2.4.3. Secondary analyses
First, we tested whether the associations between risk factors and objective and subjective cognition change after controlling for depression. We ran the same series of analyses as described in the primary analysis section, this time additionally controlling for depression as measured by the CES‐D scale. This was done for 12 of the 13 original risk factors, excluding depression itself.

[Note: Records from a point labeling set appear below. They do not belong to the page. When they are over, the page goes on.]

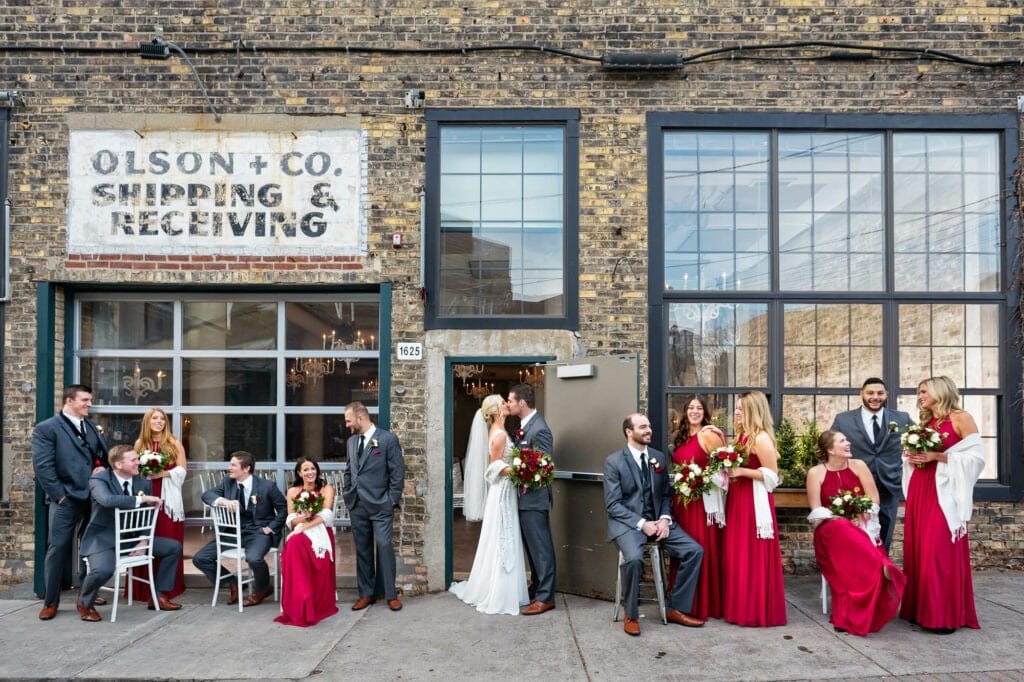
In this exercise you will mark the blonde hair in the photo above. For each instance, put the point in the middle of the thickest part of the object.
(166, 442)
(946, 398)
(757, 417)
(492, 408)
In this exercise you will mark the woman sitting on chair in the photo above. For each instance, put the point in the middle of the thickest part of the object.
(307, 591)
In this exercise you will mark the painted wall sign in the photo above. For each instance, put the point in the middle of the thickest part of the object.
(217, 193)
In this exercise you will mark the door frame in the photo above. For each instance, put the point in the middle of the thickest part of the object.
(449, 435)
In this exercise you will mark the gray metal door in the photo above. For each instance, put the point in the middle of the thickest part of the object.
(585, 402)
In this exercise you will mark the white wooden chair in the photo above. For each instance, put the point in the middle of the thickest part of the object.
(132, 548)
(227, 531)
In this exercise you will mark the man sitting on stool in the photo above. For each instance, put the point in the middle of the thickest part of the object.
(121, 487)
(637, 491)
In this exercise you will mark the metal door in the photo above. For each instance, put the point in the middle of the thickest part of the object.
(585, 402)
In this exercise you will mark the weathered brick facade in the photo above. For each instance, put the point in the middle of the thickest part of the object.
(267, 58)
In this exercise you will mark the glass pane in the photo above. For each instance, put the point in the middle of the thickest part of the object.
(351, 379)
(332, 326)
(213, 437)
(229, 326)
(228, 381)
(127, 325)
(128, 381)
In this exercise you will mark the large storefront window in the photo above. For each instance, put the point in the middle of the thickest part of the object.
(267, 375)
(502, 207)
(800, 261)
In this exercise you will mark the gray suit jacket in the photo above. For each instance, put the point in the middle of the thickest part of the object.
(623, 491)
(885, 459)
(108, 496)
(537, 435)
(61, 461)
(377, 475)
(269, 510)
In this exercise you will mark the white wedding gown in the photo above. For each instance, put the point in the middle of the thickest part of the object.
(498, 581)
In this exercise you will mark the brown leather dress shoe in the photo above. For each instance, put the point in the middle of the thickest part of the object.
(363, 602)
(255, 598)
(537, 607)
(672, 615)
(165, 604)
(88, 613)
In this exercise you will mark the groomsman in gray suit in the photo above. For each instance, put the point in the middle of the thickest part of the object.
(372, 488)
(67, 450)
(638, 498)
(535, 505)
(877, 442)
(121, 487)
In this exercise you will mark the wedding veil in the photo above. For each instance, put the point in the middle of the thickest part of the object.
(474, 466)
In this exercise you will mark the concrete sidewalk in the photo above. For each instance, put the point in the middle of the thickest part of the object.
(436, 637)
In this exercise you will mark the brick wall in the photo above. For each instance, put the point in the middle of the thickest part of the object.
(278, 73)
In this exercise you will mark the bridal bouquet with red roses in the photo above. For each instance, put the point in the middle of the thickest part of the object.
(151, 463)
(531, 469)
(690, 480)
(727, 457)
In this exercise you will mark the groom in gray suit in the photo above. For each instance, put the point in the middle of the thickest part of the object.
(535, 506)
(121, 487)
(372, 488)
(638, 497)
(67, 450)
(873, 441)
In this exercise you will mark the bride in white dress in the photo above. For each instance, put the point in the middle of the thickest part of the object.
(498, 581)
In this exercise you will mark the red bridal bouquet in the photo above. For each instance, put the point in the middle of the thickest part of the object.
(531, 468)
(850, 504)
(151, 463)
(689, 481)
(727, 457)
(309, 502)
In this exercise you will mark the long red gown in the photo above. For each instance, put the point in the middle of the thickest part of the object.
(939, 589)
(863, 600)
(691, 518)
(753, 593)
(165, 528)
(307, 583)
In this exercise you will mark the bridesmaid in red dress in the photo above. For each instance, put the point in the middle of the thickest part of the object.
(939, 593)
(753, 593)
(156, 436)
(307, 573)
(691, 442)
(865, 585)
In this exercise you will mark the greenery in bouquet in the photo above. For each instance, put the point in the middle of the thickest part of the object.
(727, 457)
(850, 504)
(689, 481)
(309, 502)
(530, 468)
(151, 463)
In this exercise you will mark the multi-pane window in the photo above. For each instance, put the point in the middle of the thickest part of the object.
(502, 218)
(838, 255)
(266, 375)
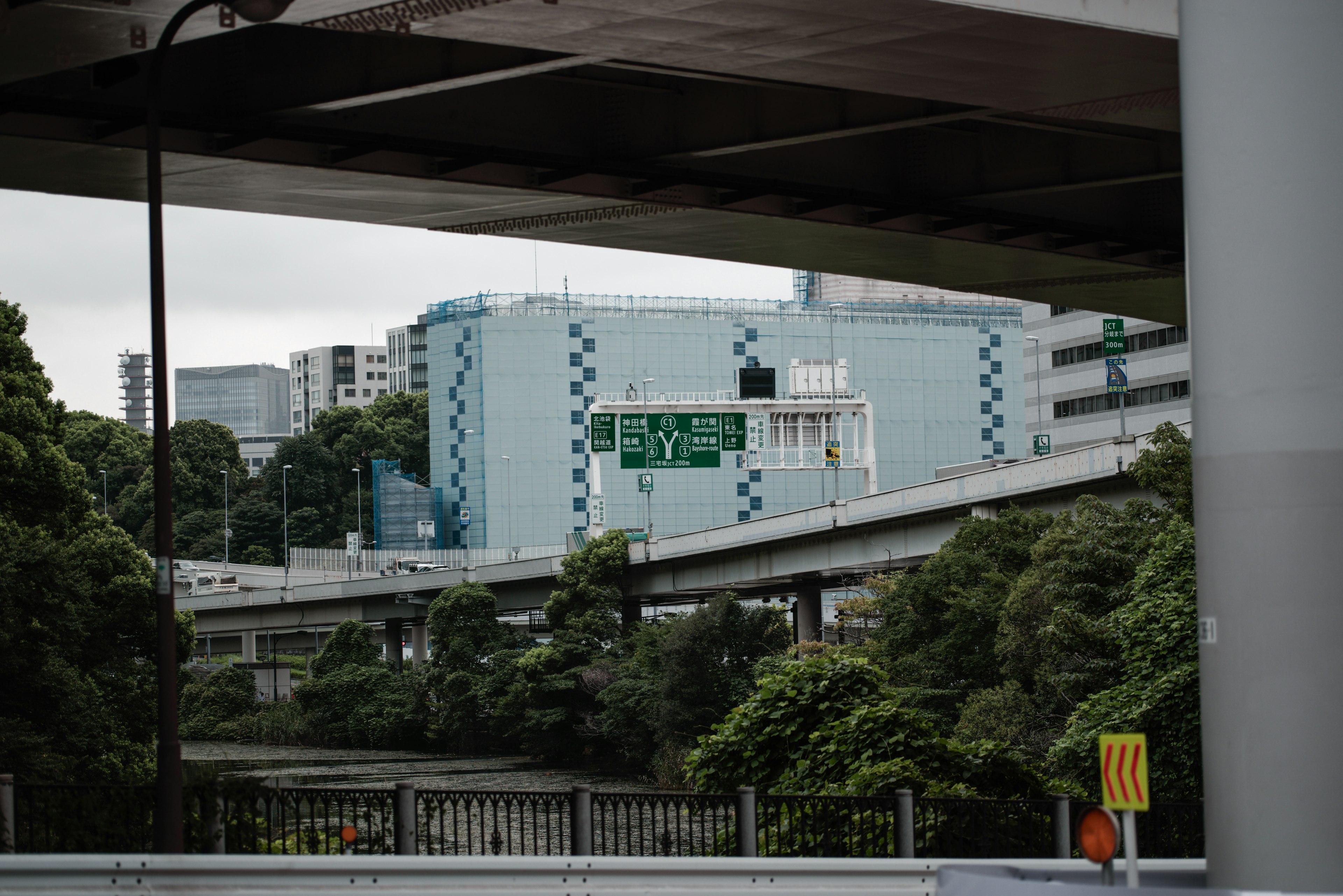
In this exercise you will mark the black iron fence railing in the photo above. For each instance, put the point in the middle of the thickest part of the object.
(246, 817)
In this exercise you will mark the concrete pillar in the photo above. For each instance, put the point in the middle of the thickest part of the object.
(420, 643)
(809, 613)
(393, 639)
(1263, 190)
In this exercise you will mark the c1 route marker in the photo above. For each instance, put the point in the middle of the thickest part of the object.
(1123, 770)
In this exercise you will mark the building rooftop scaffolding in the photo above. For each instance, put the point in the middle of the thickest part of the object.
(734, 309)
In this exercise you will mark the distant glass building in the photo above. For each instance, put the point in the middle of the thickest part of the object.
(519, 371)
(250, 400)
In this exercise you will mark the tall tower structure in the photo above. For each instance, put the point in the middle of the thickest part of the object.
(136, 389)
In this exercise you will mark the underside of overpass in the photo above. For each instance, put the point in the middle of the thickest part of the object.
(919, 142)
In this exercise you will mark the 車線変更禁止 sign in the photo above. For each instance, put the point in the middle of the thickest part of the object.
(673, 441)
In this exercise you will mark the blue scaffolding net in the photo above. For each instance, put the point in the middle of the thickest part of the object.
(401, 504)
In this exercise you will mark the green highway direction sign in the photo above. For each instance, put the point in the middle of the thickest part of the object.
(676, 440)
(1113, 335)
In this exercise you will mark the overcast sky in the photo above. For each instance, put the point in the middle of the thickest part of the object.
(249, 288)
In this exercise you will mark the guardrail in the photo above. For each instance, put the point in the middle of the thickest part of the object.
(243, 817)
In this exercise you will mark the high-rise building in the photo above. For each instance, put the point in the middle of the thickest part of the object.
(136, 389)
(407, 371)
(332, 375)
(250, 400)
(1075, 405)
(519, 371)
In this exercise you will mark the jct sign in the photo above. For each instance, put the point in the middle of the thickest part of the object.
(673, 441)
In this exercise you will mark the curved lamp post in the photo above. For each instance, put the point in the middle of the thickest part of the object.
(168, 833)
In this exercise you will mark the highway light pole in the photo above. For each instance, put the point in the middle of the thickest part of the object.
(226, 518)
(1040, 425)
(648, 444)
(168, 832)
(359, 515)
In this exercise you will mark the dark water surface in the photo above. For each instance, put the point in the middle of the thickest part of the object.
(381, 769)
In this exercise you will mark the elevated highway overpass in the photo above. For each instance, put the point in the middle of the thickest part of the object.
(791, 554)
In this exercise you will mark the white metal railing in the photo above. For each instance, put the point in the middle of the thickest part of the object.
(805, 459)
(336, 561)
(722, 395)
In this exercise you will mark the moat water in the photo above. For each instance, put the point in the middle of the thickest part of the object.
(379, 769)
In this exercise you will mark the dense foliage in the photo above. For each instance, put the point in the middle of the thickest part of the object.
(77, 610)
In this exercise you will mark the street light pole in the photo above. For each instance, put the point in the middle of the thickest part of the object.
(1040, 425)
(508, 497)
(834, 386)
(648, 444)
(284, 475)
(226, 518)
(359, 514)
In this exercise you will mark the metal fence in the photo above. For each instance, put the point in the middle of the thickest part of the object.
(245, 817)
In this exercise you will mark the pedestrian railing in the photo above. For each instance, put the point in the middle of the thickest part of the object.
(245, 817)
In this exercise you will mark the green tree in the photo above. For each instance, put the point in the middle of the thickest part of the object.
(1158, 686)
(939, 624)
(77, 610)
(553, 708)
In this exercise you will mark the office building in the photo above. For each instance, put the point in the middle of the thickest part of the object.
(407, 371)
(136, 386)
(512, 375)
(250, 400)
(332, 375)
(1075, 408)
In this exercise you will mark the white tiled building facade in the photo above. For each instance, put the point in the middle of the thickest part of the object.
(332, 375)
(1075, 409)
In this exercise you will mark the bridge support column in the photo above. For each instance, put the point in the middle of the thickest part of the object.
(1262, 121)
(393, 639)
(420, 643)
(809, 613)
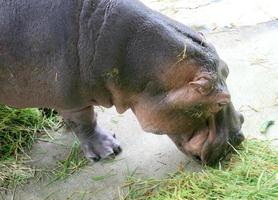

Next, we tested whether the associations between all 13 risk factors and cognition differed by age. This subgroup analysis was only tested on those combinations of independent and dependent variables whose associations were previously significant. We ran the same series of regressions as in the primary analysis, predicting objective respectively subjective cognition from each of this reduced set of risk factors, controlling for gender and age, this time with an added interaction term (ie, age x risk factor). Bonferroni correction was applied to correct for multiple comparisons, dividing α = 0.05 by the number of interaction terms of interest (ie, each combination of independent and dependent variables was understood as one comparison).
3. RESULTS
3.1. Descriptive and demographic analyses
As has been consistently reported in the literature, objective and subjective cognition were only weakly correlated (r = 0.06 to 0.16; see Table 3 for correlations between all cognitive measures). The correlation matrix of all self‐reported risk factors is presented in Supplement S6.
TABLE 3.
Subjective memory problems | Model‐based planning | Cognitive flexibility | |
---|---|---|---|
Visual working memory | 0.09 | 0.26 | 0.45 |
Cognitive flexibility | 0.16 | 0.15 | |
Model‐based planning | 0.06 |
Note: Numbers represent Pearson product‐moment correlation coefficients for pairs of continuous variables and polyserial correlations for pairs of continuous and categorical variables. All coefficients are significant at p < .05 or lower.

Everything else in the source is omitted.